Therefore a+b=P(S(x))+P(S(y))=000000 000000 000000 000100 000000 000000

We also have
P^-1(x')=110111 001011 111101 110111 011110 011111
P^-1(y')=110111 001011 111101 110111 110011 011111

So a'+b'=P^-1(x')+P^-1(y')=000000 000000 000000 000000 101101 000000

Now let's find the sets F(a+b) and P^-1(B(a'+b')) as described above.

First, F(a+b) corresponds to possible values of a''+b''=S(a)+S(b). There are 64 (technically 63) possibilities, namely all strings of the form:
000000 000000 000000 ****** 000000 000000 (* can be either 0 or 1, but not all *s can be 0)

To compute P^-1(B(a'+b')), we can first determine the 64 possible values in B(a'+b'), or S^-1(a')+S^-1(b'):
000000 000000 000000 000000 ****** 000000
Running this back through P^-1 gives:
000*00 00000* 00000* 00*000 0*0000 0000*0

We got super lucky in this case, because there is only one number in both sets, namely:
000000 000000 000000 001000 000000 000000

Therefore, we have the following two equations:
a   +b   =000000 000000 000000 000100 000000 000000
S(a)+S(b)=000000 000000 000000 001000 000000 000000

Of course, this doesn't give us any information about the 000000 blocks, but this does restrict possibilities for the 4th block.
By bruteforcing all 64^2 pairs, it turns out that there's only two possibilities for this block:
a = ****** ****** ****** 101011 ****** ******
b = ****** ****** ****** 101111 ****** ******
(the second possibility is switching a and b)
Finally, we know that K_1(P(S(x)))=a, so K_1=P(S(x))+a. Therefore, the fourth block of K_1 has two possibilities
K_1=****** ****** ****** 111000 ****** ******
K_1=****** ****** ****** 111100 ****** ******
We've reduced the total number of K_1 possibilities from 2^36 to 2^30*2, which is pretty good for a single plaintext/ciphertext pair!

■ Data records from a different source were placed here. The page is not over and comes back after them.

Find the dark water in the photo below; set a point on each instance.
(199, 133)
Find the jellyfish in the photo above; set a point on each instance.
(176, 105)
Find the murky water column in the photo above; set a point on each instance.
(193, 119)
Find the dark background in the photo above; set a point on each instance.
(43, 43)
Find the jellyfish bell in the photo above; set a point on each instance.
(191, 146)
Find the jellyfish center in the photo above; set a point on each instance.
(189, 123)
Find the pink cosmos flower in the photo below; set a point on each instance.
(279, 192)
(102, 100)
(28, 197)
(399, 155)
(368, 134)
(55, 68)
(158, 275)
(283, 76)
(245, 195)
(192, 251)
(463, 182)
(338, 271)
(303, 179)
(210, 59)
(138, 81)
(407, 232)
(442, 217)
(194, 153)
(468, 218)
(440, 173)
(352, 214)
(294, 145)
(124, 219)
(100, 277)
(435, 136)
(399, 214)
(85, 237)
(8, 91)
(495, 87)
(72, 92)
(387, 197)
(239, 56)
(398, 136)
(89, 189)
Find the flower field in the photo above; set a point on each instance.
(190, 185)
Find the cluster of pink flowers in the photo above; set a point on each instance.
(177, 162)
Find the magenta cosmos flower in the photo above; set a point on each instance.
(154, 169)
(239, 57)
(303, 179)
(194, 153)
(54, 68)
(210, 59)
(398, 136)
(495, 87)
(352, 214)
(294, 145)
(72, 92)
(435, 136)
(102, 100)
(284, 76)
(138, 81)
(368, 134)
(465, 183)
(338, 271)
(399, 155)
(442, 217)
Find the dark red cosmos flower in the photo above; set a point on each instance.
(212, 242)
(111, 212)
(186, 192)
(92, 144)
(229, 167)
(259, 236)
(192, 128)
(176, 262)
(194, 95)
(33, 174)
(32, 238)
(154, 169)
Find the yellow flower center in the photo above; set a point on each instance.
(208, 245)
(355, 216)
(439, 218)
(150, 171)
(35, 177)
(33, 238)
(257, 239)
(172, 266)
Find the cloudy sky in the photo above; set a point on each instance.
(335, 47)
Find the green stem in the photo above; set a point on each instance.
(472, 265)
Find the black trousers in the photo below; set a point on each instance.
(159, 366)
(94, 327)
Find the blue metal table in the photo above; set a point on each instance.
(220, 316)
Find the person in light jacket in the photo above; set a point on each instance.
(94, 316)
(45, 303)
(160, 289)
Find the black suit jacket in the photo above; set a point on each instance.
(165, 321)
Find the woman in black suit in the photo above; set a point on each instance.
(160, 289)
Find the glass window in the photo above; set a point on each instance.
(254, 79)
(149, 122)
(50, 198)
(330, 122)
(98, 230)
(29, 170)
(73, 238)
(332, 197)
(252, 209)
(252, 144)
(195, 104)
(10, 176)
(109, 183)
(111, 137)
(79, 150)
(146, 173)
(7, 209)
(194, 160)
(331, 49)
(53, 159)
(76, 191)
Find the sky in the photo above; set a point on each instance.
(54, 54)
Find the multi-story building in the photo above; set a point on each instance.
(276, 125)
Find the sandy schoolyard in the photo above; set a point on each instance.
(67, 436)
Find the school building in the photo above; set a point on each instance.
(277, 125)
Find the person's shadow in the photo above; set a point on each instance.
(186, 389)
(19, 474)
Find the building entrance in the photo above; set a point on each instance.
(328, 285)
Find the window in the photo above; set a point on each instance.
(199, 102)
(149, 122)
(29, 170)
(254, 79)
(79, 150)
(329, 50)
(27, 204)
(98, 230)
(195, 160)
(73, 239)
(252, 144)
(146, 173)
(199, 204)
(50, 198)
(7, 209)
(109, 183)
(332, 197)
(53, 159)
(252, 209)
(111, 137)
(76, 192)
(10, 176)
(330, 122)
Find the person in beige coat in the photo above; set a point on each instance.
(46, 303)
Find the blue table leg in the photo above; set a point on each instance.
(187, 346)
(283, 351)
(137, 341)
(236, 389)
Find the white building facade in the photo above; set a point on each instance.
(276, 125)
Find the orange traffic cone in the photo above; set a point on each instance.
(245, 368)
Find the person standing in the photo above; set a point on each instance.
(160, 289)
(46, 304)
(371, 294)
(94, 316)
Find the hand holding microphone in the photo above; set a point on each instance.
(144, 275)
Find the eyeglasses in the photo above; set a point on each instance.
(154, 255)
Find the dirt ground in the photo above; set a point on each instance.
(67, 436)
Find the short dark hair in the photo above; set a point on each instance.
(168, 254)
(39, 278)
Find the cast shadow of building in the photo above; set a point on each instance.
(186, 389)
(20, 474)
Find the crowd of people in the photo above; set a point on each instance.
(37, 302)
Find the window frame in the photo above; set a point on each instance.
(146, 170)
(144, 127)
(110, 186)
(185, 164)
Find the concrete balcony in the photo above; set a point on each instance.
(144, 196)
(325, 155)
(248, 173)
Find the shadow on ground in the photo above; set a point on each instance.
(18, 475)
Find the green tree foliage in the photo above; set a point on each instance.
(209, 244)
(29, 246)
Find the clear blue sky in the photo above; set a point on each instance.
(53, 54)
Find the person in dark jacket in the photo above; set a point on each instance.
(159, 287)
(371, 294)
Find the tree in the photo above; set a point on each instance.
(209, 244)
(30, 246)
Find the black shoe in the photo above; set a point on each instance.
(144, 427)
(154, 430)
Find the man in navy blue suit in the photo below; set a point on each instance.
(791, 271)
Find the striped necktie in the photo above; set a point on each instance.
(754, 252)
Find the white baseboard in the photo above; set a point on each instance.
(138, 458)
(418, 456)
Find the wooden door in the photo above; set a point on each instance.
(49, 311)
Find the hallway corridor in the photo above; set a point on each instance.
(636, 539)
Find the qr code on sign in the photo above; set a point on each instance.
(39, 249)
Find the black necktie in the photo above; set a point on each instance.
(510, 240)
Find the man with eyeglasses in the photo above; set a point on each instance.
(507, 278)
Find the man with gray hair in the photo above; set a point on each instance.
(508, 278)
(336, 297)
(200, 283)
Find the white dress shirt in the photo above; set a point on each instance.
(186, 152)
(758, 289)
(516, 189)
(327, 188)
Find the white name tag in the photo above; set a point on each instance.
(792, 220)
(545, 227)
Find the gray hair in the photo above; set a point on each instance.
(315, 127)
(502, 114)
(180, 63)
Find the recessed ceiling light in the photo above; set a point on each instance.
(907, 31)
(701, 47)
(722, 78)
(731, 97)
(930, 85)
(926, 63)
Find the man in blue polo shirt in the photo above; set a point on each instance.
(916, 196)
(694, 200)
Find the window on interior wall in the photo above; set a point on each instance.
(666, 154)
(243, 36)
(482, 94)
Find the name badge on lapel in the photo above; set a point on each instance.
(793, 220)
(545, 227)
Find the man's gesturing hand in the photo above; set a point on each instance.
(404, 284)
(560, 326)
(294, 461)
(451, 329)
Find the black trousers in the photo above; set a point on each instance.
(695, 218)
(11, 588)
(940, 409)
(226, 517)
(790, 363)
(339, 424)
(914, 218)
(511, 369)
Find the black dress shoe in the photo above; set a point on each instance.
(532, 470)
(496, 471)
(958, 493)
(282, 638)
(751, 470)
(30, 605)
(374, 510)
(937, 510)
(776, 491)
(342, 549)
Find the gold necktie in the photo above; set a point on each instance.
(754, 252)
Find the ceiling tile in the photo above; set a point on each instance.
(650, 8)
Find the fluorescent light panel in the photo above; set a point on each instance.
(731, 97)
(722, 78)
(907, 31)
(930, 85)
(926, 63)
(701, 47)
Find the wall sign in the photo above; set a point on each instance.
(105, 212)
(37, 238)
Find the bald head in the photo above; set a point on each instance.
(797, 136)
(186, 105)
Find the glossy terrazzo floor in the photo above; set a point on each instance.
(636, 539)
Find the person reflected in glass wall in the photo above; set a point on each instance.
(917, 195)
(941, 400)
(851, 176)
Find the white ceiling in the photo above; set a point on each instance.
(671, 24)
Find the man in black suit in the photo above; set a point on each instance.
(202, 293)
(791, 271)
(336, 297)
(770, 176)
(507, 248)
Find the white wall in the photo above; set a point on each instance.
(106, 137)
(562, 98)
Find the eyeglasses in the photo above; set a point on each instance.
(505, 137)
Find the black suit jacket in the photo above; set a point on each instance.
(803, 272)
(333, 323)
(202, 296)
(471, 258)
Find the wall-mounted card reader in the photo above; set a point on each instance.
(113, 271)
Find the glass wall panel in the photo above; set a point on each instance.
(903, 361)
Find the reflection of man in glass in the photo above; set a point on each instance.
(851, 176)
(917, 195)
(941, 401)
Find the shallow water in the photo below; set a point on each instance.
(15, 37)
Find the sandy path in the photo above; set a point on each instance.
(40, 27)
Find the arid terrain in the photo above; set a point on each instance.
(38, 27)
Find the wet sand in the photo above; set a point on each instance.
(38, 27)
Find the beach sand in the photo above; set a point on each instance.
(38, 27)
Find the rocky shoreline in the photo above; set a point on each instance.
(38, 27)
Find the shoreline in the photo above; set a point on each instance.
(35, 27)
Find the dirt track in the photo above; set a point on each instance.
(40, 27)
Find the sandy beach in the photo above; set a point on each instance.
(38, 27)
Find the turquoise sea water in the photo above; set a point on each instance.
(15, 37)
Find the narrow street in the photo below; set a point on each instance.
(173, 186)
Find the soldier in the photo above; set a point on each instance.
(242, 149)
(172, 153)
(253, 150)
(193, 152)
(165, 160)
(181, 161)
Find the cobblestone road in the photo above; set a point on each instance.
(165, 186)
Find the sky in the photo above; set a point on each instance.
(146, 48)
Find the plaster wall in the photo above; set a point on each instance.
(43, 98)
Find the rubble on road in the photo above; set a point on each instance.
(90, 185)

In the above example, we got really lucky because there was only one possible value in the intersection \mathcal{F}(a+b) \cap P^{-1}(\mathcal{B}(a'+b')), but even if there are multiple possible values, this can still reduce the number of key possibilities, and there are enough pairs in the log to uniquely determine the value of the key using this strategy. However, if the cipher had 4 or more rounds, I’m not sure this strategy would work because the possibilities probably blow up too quickly.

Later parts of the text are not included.